# Ubiquant Market Prediction
Twitch Stream EDA.

1. This notebook was create during a live coding session on twitch. follow for past and future broadcasts here: [here](https://www.twitch.tv/medallionstallion_) 

In [None]:
import pandas as pd
import numpy as np
import matplotlib.pylab as plt
import seaborn as sns
from itertools import cycle
import gc

plt.style.use("ggplot")
color_pal = plt.rcParams["axes.prop_cycle"].by_key()["color"]
color_cycle = cycle(plt.rcParams["axes.prop_cycle"].by_key()["color"])

# The Data
Note that the training data is roughly 18.55 Gb in size. This is too large to load into memory directly in kaggle notebook.

Some things to note when exploring the entire dataset on a local machine:
- There are 3579 unique `investment_id`s
- There are 1211 unique `time_id`s - we are told these are not equally spaced and could be different in the test set.
- The features columns are mostly normalized with a mean value close to 0 and standard deviation of ~1.


In [None]:
!ls -GFlash ../input/ubiquant-market-prediction/

# Reading the Parquet Version
Reading in csvs can be slow. Instead read from the parquet version here:
- https://www.kaggle.com/robikscube/ubiquant-parquet

In [None]:
train = pd.read_parquet('../input/ubiquant-parquet/train.parquet',
               columns=['time_id','investment_id','target','f_1','f_2','f_3'])
test = pd.read_parquet('../input/ubiquant-parquet/example_test.parquet')
ss = pd.read_parquet('../input/ubiquant-parquet/example_sample_submission.parquet')

In [None]:
unique_time_ids = train['time_id'].nunique()
unique_inv_ids = train['investment_id'].nunique()

print(f'There are {unique_inv_ids} unique investment ids and {unique_time_ids} unique time ids')

## Read in a single invesment_id

In [None]:
example = pd.read_parquet('../input/ubiquant-parquet/investment_ids/1.parquet')
example.head()

# Train Data Fields

tl;dr - we have time series data but don't know the exact time periods being provided. We also have investment_ids that are not unique. Everything is anonymized so it's not easy to create features.

- `row_id` - A unique identifier for the row.
- `time_id` - The ID code for the time the data was gathered.
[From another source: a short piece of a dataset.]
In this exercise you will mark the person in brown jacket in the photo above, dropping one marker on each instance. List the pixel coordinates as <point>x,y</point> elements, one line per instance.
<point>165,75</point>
The time IDs are in order, but the real time between the time IDs is not constant and will likely be shorter for the final private test set than in the training set.
- `investment_id` - The ID code for an investment. Not all investment have data in all time IDs.
- `target` - The target.
- `features` - [f_0:f_299] - Anonymized features generated from market data.

# Example Target for some investment ids

In [None]:
for investment_id in range(5):
    d = train.query('investment_id == @investment_id')
    d.set_index('time_id')['target'] \
        .plot(figsize=(15, 5),
              title=f'Investment_id {investment_id}',
              color=next(color_cycle),
              style='.-')
    plt.show()

# Example of Features for a Single Investment ID
- We are only looking at 3 of the features.

In [None]:
example_id = train.query('investment_id == 529')
sns.pairplot(example_id,
             vars=['f_1','f_2','f_3','target'],
            hue='time_id')

# Make Some Dummy Predictions

In [None]:
# Take the last 50 known targets for each invesment_id and predict as the mean
inv_pred_dict = train.groupby('investment_id') \
    .tail(50).groupby('investment_id')['target'].mean().to_dict()

# How to Make Predictions

In [None]:
import ubiquant
env = ubiquant.make_env()
iter_test = env.iter_test()
for (test_df, spdf) in iter_test:
    spdf['target'] = test_df['investment_id'].map(inv_pred_dict)
    env.predict(spdf)